Take AbbVie: The drug maker reported a global effective tax rate for 2013 of 22.6%, a roughly one-third discount off the U.S. statutory rate of 35%, largely as a result of its low-taxed foreign earnings. What's at stake for U.S. firms is their ability to goose their stock prices through dividends and buybacks funded by low-taxed foreign cash, not international "competitiveness."
Yet inversions are symptomatic of a corporate tax system that is highly distortionary, unstable and riddled with loopholes. The headline rate of 35% is well above world averages, effective rates imposed on investments vary wildly, and the international rules in particular are an incoherent mess.
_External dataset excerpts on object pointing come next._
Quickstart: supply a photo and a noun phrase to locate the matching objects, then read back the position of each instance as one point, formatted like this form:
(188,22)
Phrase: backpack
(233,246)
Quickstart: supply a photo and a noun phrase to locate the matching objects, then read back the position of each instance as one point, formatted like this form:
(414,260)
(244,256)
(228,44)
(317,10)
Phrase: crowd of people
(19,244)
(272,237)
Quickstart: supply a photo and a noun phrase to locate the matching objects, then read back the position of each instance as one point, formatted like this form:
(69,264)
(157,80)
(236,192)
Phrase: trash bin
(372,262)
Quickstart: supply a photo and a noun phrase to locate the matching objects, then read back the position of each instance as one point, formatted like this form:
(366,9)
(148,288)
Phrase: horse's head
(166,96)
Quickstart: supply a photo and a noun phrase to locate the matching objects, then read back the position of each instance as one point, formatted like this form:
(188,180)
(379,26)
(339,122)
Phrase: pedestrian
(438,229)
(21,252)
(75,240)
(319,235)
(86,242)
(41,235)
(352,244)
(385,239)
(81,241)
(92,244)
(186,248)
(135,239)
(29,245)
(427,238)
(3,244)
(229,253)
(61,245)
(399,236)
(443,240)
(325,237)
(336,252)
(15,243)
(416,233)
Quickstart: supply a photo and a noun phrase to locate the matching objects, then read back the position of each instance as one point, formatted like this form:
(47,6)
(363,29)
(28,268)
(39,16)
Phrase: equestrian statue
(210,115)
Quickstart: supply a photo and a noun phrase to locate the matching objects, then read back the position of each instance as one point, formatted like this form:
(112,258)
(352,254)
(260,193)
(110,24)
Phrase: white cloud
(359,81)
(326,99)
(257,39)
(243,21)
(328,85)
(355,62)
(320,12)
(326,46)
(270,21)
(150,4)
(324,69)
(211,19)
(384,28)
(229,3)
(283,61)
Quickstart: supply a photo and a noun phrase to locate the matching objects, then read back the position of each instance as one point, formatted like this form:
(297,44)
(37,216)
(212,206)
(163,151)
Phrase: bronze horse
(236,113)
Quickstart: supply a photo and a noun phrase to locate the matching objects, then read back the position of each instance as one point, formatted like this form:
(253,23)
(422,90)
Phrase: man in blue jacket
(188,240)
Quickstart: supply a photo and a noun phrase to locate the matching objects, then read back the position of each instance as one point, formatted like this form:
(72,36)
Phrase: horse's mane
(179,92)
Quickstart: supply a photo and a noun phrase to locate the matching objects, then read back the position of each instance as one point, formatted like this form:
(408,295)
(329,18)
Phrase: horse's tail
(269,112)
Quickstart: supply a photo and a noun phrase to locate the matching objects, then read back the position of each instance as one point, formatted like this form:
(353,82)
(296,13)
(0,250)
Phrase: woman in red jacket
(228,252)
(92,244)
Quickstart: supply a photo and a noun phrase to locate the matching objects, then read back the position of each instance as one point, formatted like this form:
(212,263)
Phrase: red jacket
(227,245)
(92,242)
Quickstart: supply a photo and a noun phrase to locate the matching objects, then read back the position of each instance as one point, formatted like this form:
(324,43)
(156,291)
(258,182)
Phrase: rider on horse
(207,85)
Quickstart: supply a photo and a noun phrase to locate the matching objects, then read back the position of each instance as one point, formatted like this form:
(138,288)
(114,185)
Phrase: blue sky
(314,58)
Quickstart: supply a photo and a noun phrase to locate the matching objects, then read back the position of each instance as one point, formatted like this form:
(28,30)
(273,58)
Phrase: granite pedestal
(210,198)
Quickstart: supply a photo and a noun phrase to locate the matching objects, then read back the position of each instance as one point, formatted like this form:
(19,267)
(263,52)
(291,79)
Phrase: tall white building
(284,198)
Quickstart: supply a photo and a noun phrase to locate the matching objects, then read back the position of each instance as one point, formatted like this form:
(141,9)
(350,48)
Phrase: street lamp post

Inverting firms try to justify corporate self-help as the right response, but inversions both gut the domestic tax base and allow key players (those with international operations) to excuse themselves from the debate, while domestic firms are left holding the bag.
Thus fundamental corporate tax reform is urgently needed, but the path forward has two prongs. First, Congress should enact a temporary law to preserve the status quo, and thereby the corporate tax base, by treating inversions according to their economic substance, and by foreclosing the "hopscotch" strategies described above. Without this, there will be no corporate tax base left to reform.
Then both parties need to get serious about substantive reform, lowering the rate to say, 25%, and imposing a stable international regime that works well with territorial systems in other countries. The work Congress's tax-writing committees did last year shows that reform is possible. Now congressional leadership needs to make it a priority.
Mr. Kleinbard is a professor of law at the University of Southern California. His book, "We Are Better Than This: How Government Should Spend Our Money," will be published in October by Oxford University Press.
This article first appeared on online.wsj.com.